BEATRICE RASPA
Cronaca

Brescia, si è liberata dal racket della prostituzione, ora lavora e ha una bimba: i giudici le concedono lo status di rifugiata

La decisione del tribunale tutela la madre sfruttata dai suoi aguzzini dai tempi in cui era minorenne e le garantisce la protezione internazionale

La donna si è rivolta alla giustizia e ha chiesto aiuto e protezione (immagine di repertorio)

La donna si è rivolta alla giustizia e ha chiesto aiuto e protezione (immagine di repertorio)
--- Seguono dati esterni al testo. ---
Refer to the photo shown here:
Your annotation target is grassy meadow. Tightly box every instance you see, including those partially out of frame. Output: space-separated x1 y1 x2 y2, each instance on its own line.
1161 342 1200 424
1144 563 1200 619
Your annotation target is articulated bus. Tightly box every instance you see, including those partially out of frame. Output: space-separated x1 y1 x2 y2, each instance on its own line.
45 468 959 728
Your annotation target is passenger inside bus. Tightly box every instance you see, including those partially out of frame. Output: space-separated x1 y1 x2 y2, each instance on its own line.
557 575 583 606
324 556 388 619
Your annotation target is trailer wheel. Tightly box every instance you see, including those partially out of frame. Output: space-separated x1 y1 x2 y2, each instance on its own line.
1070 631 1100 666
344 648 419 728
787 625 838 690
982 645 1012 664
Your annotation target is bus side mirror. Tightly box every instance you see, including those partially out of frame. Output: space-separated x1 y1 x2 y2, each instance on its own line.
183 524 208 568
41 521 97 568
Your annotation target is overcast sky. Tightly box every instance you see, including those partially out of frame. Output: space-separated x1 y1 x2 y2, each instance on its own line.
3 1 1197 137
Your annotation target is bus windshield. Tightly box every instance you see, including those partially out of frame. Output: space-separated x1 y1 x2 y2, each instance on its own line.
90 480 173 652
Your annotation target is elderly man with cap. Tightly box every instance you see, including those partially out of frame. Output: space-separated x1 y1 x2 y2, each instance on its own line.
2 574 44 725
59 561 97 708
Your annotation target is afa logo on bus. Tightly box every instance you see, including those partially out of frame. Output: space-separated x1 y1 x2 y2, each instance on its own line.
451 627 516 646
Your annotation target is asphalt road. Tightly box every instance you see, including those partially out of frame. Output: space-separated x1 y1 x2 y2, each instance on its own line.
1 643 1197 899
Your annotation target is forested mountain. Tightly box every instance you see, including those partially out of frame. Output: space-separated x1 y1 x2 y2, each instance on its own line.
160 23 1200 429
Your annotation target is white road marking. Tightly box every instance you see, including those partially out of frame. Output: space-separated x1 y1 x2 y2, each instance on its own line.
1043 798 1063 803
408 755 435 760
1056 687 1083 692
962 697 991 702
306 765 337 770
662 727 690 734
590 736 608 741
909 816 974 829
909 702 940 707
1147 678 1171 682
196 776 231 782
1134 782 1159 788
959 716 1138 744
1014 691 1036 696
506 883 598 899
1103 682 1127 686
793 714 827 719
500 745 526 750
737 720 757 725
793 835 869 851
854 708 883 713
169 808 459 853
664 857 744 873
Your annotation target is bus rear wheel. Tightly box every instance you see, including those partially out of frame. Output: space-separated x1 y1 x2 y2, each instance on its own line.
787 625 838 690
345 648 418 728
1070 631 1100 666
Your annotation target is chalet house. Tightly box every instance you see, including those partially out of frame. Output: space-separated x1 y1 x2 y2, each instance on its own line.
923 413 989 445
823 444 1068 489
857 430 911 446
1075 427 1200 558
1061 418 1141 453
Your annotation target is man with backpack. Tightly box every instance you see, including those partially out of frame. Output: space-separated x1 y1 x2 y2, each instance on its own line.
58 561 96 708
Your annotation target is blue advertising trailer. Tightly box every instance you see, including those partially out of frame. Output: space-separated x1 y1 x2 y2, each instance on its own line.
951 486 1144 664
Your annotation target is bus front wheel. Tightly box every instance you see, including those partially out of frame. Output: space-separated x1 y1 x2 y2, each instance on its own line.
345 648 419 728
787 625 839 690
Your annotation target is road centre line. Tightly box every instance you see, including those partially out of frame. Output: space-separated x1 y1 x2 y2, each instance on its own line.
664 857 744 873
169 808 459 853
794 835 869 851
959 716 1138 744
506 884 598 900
Brescia, 30 gennaio 2025 –  È una madre che mantiene da sola la figlia grazie a un lavoro ora regolare. Ha un passato difficile: è arrivata in Italia da minorenne con il sogno di una vita migliore, invece si è trovata in strada, a fare la prostituta. Se espulsa, potrebbe tornare nel giro del racket della prostituzione perché l’Albania per i giudici bresciani non è un Paese sicuro. Lo ha decretato il tribunale di Brescia accordando lo status di rifugiata a una trentenne di Durazzo. Non aveva ancora 18 anni quando fu venduta: “Da mio padre, a un trafficante che mi ha portata qui e fatta prostituire”, ha raccontato lei in aula, sperando di ottenere quel riconoscimento che le era inizialmente stato negato dalla Commissione territoriale per la protezione internazionale.

Spiegazioni

“È innegabile che la donna se facesse ritorno in Albania si ristabilirebbe in uno Stato ove potrebbe essere facilmente rintracciata e tornare vittima del fenomeno di re-traffcking, ben potendo ricadere nella medesima forma di sfruttamento”, ha scritto la presidente del collegio Mariarosa Pipponzi nella sentenza. “L’Albania è considerata un Paese di origine, transito e destinazione per uomini, donne e bambini sottoposti alla tratta per sfruttamento sessuale e lavorativo… specialmente durante la stagione turistica – prosegue il dispositivo –. I trafficanti usano false promesse, come matrimoni o lavoro per obbligare le vittime allo sfruttamento, ed è molto diffuso anche l’uso dei social per il reclutamento”.

Soddisfazione

E ancora: “Le autorità non investono molte energie nell’identificazione delle vittime di tratta della prostituzione, così come gli ispettori del lavoro non hanno adeguata formazione per identificare le vittime di lavori forzati”. Soddisfatto l’avvocato Stefano Afrune, che ha seguito il caso e redatto il ricorso. “La sezione protezione internazionale del tribunale di Brescia si conferma essere illuminata – ha evidenziato – fa parte della giurisprudenza più solida e sensibile”. Nel dicembre 2023 il medesimo tribunale aveva concesso lo status di rifugiata a una cinquantenne transessuale originaria del Brasile, che in caso di rimpatrio rischiava di subire torture e maltrattamenti da parte dei familiari.